Une revue bimestrielle, exigeante et accessible, au croisement entre le monde de la recherche et les associations de terrain.
Le débat sur les indicateurs de richesse, à la fin des années 2000, a-t-il fait évoluer le paradigme du développement chez les bailleurs de fonds ? Considère-t-on, par exemple, qu’un pays pétrolier s’appauvrit quand il commercialise une ressource qui s’épuise, une ressource dont l’exploitation pollue l’environnement immédiat et dont la combustion dérègle le climat ?
Gaël Giraud - Le débat sur les indicateurs de richesse a alimenté la réflexion de la communauté internationale sur le concept même de développement, laquelle a abouti à l’adoption, en septembre 2015, de l’Agenda 2030 sur le développement durable. Le rapport Stiglitz-Sen-Fitoussi de 2009 (sur la mesure de la performance économique et du progrès social) n’a pas fondamentalement innové, mais il a contribué à rappeler l’impressionnante palette d’indicateurs alternatifs au produit intérieur brut (PIB) déjà disponibles. Pourtant, il n’existe pas aujourd’hui d’indicateur composite utilisé par l’ensemble des bailleurs du développement et qui mesurerait le développement durable dans ses quatre dimensions (sociale, environnementale, politique et économique). À l’Agence française de développement (AFD), nous travaillons sur cette lacune, qui nécessite encore des efforts de recherche. Pour l’instant, nous développons des outils qui agrègent certains indicateurs du développement durable pour aider les pays avec lesquels nous travaillons à définir des trajectoires résilientes et bas-carbone. C’est le cas du modèle macro-économique « Gemmes », qui intègre notamment l’impact du changement climatique et la raréfaction des ressources naturelles. Les différentes mesures du capital naturel actuellement en vogue (notamment celle de la Banque mondiale) sont très insuffisantes. C’est bien la comptabilité nationale comme telle qu’il faut réviser, de manière à ne plus compter comme un « profit » ce qui est, en réalité, une perte en capital (comme la vente de pétrole).

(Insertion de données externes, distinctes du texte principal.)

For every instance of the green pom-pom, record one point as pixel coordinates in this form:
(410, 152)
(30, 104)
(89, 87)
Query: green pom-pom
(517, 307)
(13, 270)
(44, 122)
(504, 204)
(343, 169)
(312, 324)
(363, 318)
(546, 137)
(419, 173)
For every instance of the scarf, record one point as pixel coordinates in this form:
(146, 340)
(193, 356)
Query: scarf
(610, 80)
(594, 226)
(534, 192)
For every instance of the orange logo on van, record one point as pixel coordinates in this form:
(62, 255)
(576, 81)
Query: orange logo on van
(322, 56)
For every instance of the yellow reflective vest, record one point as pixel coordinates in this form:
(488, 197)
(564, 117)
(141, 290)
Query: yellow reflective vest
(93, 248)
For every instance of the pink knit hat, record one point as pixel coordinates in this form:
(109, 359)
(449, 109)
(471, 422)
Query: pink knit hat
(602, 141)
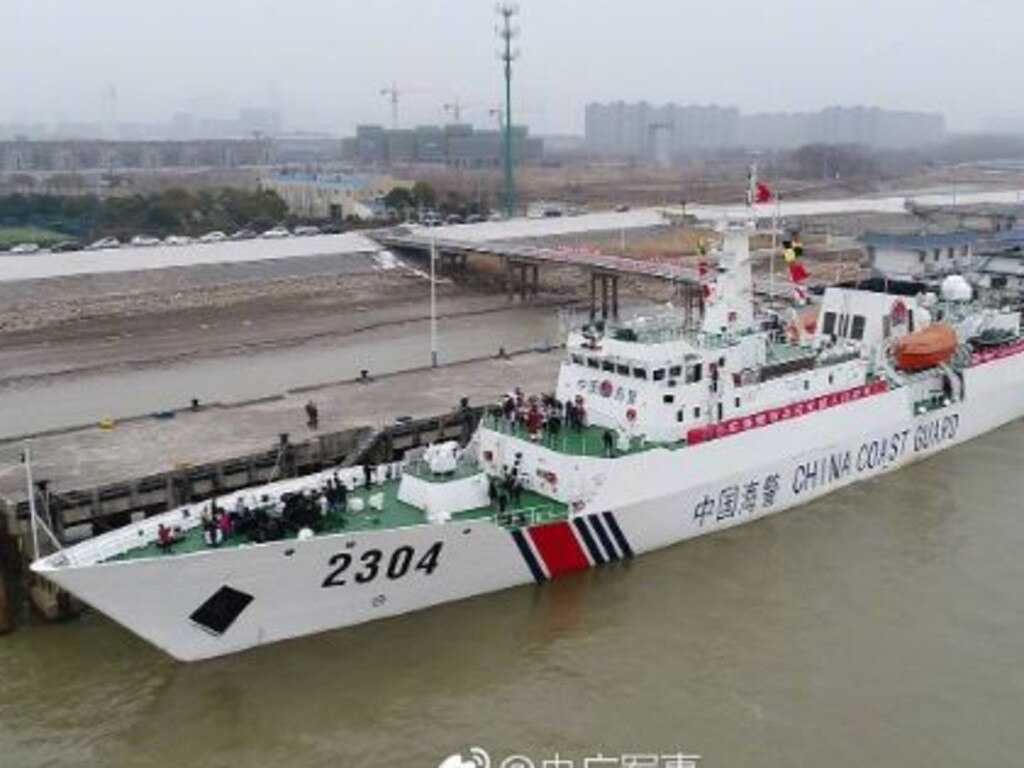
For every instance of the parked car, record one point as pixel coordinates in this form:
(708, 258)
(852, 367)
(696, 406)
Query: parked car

De quelle manière les nouveaux indicateurs disponibles sont-ils pris en compte dans l’élaboration des politiques, des stratégies, des projets ?

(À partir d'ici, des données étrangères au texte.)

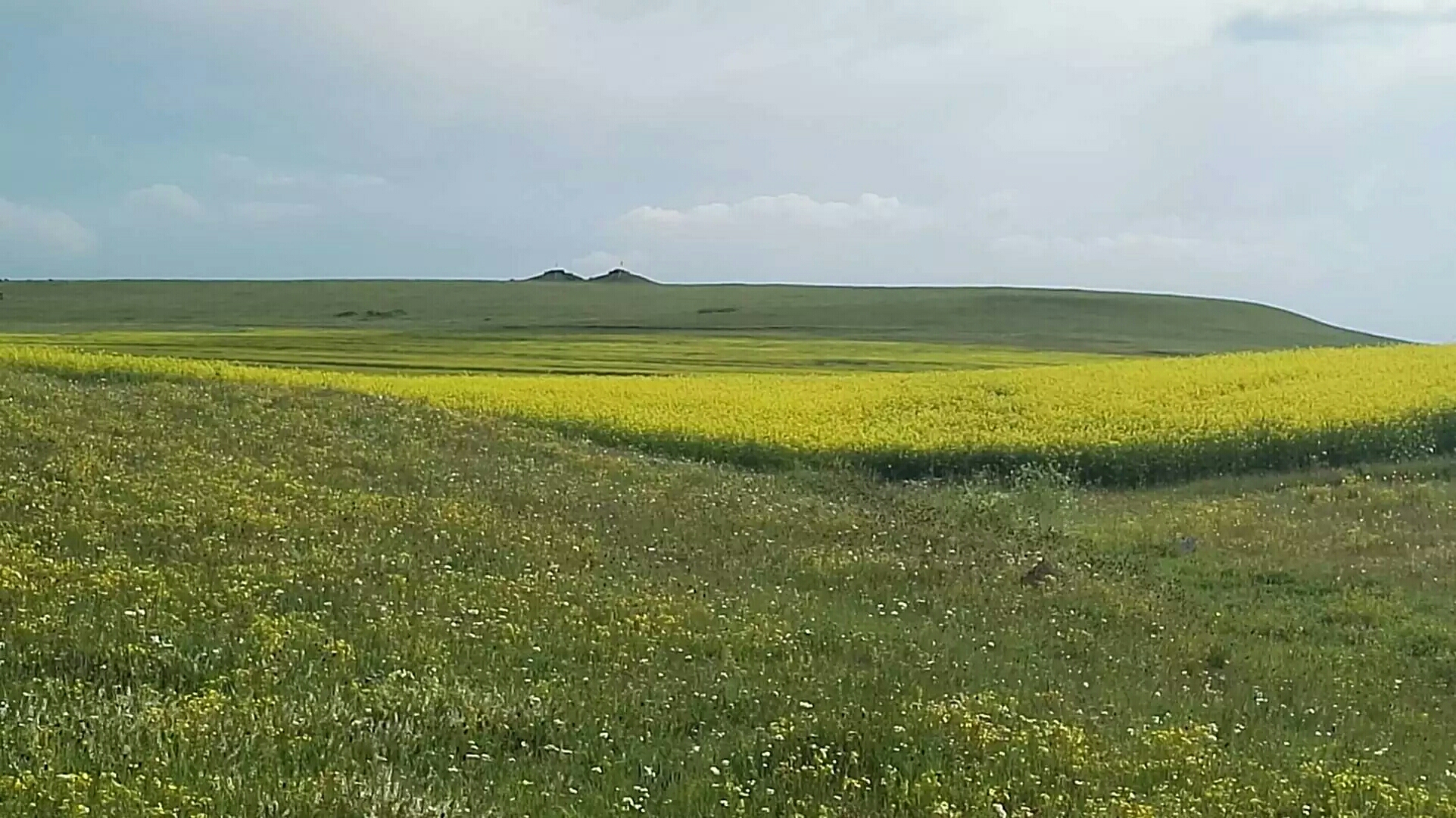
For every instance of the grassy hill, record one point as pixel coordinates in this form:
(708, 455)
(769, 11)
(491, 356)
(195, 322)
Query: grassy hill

En mars 2017, la Commission des Nations unies sur les statistiques a validé une liste de 244 indicateurs à la disposition des États pour évaluer les 17 objectifs de développement durable (ODD). Charge à chacun de récolter les données idoines… Il va clairement falloir établir des priorités dans cette longue liste, d’autant que certains objectifs peuvent entrer en contradiction, par exemple la croissance du PIB (objectif 8) et la protection de l’environnement (objectifs 13, 14 et 15). À l’AFD, les ODD, mais aussi l’Accord de Paris, font partie intégrante de notre stratégie. Nous nous sommes fixé un objectif « 100 % Accord de Paris » avec l’ambition de faire en sorte que l’intégralité de nos projets soit compatible avec les feuilles de route nationales que chaque pays s’est engagé à mettre œuvre en ratifiant l’Accord de Paris. Nous passons également nos projets au crible d’une grille de sélection qui vise à prendre en compte, de façon transversale, les enjeux de « développement durable ». Dans cette grille, nous allons d’ailleurs plus loin : nous essayons de prendre en compte la dimension des droits de l’homme, tragiquement absente des objectifs de développement durable négociés par les États.

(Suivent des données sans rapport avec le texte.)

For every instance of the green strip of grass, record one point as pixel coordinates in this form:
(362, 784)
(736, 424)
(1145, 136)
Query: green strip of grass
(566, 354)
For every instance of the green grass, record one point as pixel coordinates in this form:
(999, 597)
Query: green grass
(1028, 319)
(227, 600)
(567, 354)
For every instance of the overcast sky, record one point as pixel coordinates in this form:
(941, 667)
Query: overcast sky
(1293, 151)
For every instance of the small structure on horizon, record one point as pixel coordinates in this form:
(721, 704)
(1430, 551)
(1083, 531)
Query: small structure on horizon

Vous-même avez travaillé autour de l’idée d’indicateurs de qualité relationnelle. Quel en est le principe ? Quel écho ces réflexions rencontrent-elles ?
Avec Cécile Renouard, Hélène L’Huillier, Raphaële de la Martinière et Camille Sutter, nous avons travaillé sur un indicateur de capacité relationnelle : le « Relational Capability Index » (RCI). Ces travaux se fondent sur l’idée que les relations humaines constituent le cœur de la vie humaine. Un indicateur composite mesure la qualité des relations entre les personnes et le niveau de leur autonomisation relationnelle. Il révèle notamment comment l’accroissement des inégalités détruit la qualité du dialogue social. On en trouve un écho dans la réflexion menée à l’AFD pour mieux intégrer la dimension du lien social dans ses projets, via un mot d’ordre qui pourrait être de faire de l’AFD une agence « 100 % lien social ». Notre diagnostic est que, dans un contexte où la frontière conventionnelle entre l’humanitaire d’urgence et le développement de long terme est en train de disparaître, la plupart des crises qui secouent les pays ont partie liée avec des déchirures profondes du tissu social. Comment cicatriser ces blessures ? Il convient déjà d’apprendre à les mesurer… L’indicateur de capacité relationnelle y contribue.
Propos recueillis par la Revue Projet.